Константин Райкин и Театр «Сатирикон» - Дмитрий Владимирович Трубочкин
В актерской судьбе Константина Райкина Гамлет был подготовлен ролями Сирано из трагедии Ростана и Брюно из «Великолепного рогоносца»; профессиональная актерская память об этих образах сказалась на роли датского принца. Как Сирано, Гамлет бурно переживает раскол между «кажимостью» и истинным обликом. Как Брюно, он никак не может избавиться от мысли, что порочность поселилась в самой сердцевине мира и более не искоренима из души человека. Но в отличие от Сирано и Брюно Гамлет не остается в полном одиночестве: неожиданно в спектакле Р. Стуруа у принца появился равный ему соперник, вступивший с ним в беспощадную и изощренную борьбу, – Клавдий.
Пожалуй, наиболее запоминающимся режиссерским решением Р. Стуруа, выделяющим сатириконовского «Гамлета» из всех современных постановок этой трагедии, было вывести на сцене мощное противостояние двух героев: Гамлета и Клавдия.
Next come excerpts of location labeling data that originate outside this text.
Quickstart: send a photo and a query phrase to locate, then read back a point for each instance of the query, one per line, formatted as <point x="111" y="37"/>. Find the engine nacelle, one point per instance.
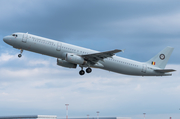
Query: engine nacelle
<point x="70" y="57"/>
<point x="63" y="63"/>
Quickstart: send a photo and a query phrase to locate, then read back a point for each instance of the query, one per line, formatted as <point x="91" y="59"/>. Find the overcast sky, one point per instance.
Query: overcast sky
<point x="34" y="84"/>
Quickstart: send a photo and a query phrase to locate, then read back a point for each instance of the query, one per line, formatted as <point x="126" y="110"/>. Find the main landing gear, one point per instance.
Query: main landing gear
<point x="88" y="70"/>
<point x="20" y="55"/>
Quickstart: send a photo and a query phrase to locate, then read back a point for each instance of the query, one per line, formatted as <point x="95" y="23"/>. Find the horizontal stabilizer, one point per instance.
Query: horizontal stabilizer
<point x="164" y="70"/>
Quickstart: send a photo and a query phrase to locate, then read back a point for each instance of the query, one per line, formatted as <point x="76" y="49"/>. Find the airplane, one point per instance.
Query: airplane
<point x="70" y="56"/>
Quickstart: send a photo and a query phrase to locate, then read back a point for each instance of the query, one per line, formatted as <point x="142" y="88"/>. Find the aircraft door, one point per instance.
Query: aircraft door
<point x="58" y="46"/>
<point x="144" y="68"/>
<point x="25" y="37"/>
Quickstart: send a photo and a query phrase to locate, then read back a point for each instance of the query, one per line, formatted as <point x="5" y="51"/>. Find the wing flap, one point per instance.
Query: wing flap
<point x="95" y="57"/>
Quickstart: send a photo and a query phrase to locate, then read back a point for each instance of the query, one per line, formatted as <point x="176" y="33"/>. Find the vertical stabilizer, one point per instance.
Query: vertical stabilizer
<point x="161" y="59"/>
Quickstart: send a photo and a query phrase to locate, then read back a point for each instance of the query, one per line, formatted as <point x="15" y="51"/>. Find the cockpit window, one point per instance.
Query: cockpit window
<point x="14" y="35"/>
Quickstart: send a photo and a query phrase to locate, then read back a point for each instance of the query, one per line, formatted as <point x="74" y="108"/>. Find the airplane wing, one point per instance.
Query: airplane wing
<point x="95" y="57"/>
<point x="164" y="70"/>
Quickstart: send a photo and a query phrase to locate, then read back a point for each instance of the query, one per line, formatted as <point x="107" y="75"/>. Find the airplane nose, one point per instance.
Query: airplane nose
<point x="5" y="39"/>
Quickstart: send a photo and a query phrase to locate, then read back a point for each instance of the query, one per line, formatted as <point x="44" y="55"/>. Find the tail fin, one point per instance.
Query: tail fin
<point x="161" y="59"/>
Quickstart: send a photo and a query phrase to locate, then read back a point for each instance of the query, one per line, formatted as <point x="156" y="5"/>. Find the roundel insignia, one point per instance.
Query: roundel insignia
<point x="162" y="56"/>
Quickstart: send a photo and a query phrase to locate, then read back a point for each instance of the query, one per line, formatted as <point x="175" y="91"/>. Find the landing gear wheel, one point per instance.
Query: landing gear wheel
<point x="19" y="55"/>
<point x="82" y="72"/>
<point x="88" y="70"/>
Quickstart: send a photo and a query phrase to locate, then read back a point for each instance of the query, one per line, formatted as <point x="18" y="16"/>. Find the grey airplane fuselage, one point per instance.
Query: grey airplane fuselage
<point x="59" y="49"/>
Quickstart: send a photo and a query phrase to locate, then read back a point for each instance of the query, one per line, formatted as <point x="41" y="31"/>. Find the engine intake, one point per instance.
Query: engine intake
<point x="75" y="59"/>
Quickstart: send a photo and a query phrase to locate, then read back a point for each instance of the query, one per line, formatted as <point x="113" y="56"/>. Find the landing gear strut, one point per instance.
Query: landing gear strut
<point x="88" y="70"/>
<point x="20" y="55"/>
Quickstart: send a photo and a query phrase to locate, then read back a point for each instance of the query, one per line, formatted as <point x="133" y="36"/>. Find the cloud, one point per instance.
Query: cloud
<point x="5" y="57"/>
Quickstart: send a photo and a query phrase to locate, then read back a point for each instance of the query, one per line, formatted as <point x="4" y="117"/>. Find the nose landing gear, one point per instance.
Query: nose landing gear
<point x="88" y="70"/>
<point x="20" y="55"/>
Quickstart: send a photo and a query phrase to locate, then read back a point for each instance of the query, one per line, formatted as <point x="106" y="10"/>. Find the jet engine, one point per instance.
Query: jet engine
<point x="70" y="57"/>
<point x="64" y="63"/>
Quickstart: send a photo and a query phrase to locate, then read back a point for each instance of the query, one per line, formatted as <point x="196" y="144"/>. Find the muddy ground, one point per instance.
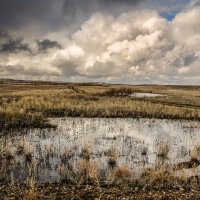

Недаром на роль Клавдия был приглашен артист, близкий к Константину Райкину по темпераменту, энергетике и яркости сценического стиля, – Александр Филиппенко.
Они даже по-настоящему сцепились в яростной рукопашной после сцены «Мышеловка». Перед этой короткой схваткой Р. Стуруа бросил зрителю несколько подсказок, чтобы не просто намекнуть, но объявить: начинается открытое единоборство. Для «Мышеловки» расстелили театральный коврик, похожий на татами, а Гамлет облачился в черное боевое кимоно с поясом. Перед тем как убить Клавдия в поединке, ближе к финалу, Гамлет яростно за ним гонялся по всей сцене, и бегство короля-преступника было похоже не на трусость, а на еще один эпизод его изощренной и не до конца понятной стратегии. Смертельная игра с Клавдием для Гамлета мучительна, потому что она проходит без правил; поэтому Гамлет испытывает неподдельную радость, получив вызов на поединок с Лаэртом, который точно будет проходить по правилам и сама судьба будет решать, кто победит.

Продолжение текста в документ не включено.